I could be misunderstanding, but do you mean just doing something like this?

So basically:

@py import matplotlib.pyplot as plt
plt.plot(<stuff>)

Edit: haha, also just saw @aplavin doing the same thing earlier in the thread!

Paul_Soderlind · March 4, 2022, 3:41pm

Thanks for asking. The purpose of the message was to discuss how we could use plot() instead of plt.plot(). This would avoid rewriting code that currently uses PyPlot.jl.

icweaver · March 4, 2022, 4:09pm

Ahh, gotcha, thanks for the clarification! Would something like this work then?

@py import matplotlib.pyplot: plot, scatter, bar

marius311 · March 4, 2022, 5:46pm

Yea I think that’s basically it. I made a tiny package to do this and also to make IJulia figures work right: https://github.com/marius311/PyPlotCall.jl I have no plans to develop this much further, but if someone wanted to claim ownership or build it out, please feel free to.

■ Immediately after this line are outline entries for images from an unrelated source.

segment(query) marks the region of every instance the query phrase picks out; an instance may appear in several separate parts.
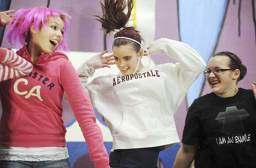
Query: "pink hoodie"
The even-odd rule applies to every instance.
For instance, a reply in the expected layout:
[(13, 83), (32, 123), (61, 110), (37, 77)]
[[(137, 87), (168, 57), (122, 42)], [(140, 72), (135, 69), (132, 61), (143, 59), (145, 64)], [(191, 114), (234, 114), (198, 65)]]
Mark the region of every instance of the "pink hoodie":
[[(16, 53), (31, 62), (26, 46)], [(91, 103), (67, 56), (60, 52), (42, 53), (33, 66), (33, 71), (27, 76), (0, 83), (3, 107), (0, 145), (66, 146), (66, 131), (61, 118), (65, 90), (95, 167), (109, 167)]]

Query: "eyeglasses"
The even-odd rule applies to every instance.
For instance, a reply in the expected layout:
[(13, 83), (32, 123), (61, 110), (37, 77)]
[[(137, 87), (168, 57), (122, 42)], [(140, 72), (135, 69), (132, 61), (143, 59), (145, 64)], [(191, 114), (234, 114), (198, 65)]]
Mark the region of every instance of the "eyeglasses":
[(220, 73), (221, 72), (226, 71), (228, 71), (229, 70), (235, 70), (233, 69), (214, 69), (213, 70), (206, 70), (206, 71), (204, 71), (204, 74), (206, 76), (207, 76), (210, 74), (211, 72), (212, 72), (212, 73), (214, 74), (217, 74)]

cjdoris · March 4, 2022, 7:26pm

PythonCall used to have a very similar integration with IJulia which got lost in a code reorg. Would be great to reintroduce it.

huang_min · March 5, 2022, 4:18am

Setting environment variables in PyCall is just one-off. However, for JULIA_PYTHONCALL_EXE in PythonCall, I need to set it to @PyCall or the Python path each time when I open the REPL. Is it normal?

cjdoris · March 5, 2022, 11:04am

That’s right, PythonCall intentionally doesn’t persist these settings. You can always set that env var in your .profile or startup.jl or etc…

huang_min · March 5, 2022, 12:45pm

Thanks for the reply. Though I would prefer to have an argument for us to determine whether it memorizes the last setting.

jlapeyre · March 17, 2022, 1:52pm

Say I have a Julia function Main.f with two methods f(v::Array{Float64}) and f(v:Array{String}). With pyjulia (the Python module julia) I can do these calls: Main.f(['a', 'b']) and Main.f([1.0, 2.0]). In this case the Python lists will be converted to Array{String} and Array{Float64} and the correct method will be called. That’s the end of the story, I don’t need to do anything more. (The disadvantage is that I do need to do something more if I want to suppress automatic conversion.)

How can achieve the same thing with juliacall? For example Main.f([1.0, 2.0]) will convert the Python list to PythonCall.PyList{PythonCall.Py}, which is IIUC a wrapper around the Python object. And there is no matching method for f.

Because PyList <: AbstractVector, I could write a method f(v::AbstractVector). But, I would still need to look at the elements to find what the eltypes are and then convert and call f again. What would that code look like ? Or another option, perhaps better, would be to convert the Python list ['x', 'y'] to a Vector{String} from the Python side. This would be wrapped in the Python type juliacall.VectorValue. If I then call Main.f, I see that the correct method, one of f(v::Array{Float64}) or f(v:Array{String}) is indeed called. How can I do this; i.e. convert a Python list to a VectorValue ? I see that there is a function PythonCall.pytype. I could perhaps write some functions using these tools to do the conversions. Are there any facilities like this already written ?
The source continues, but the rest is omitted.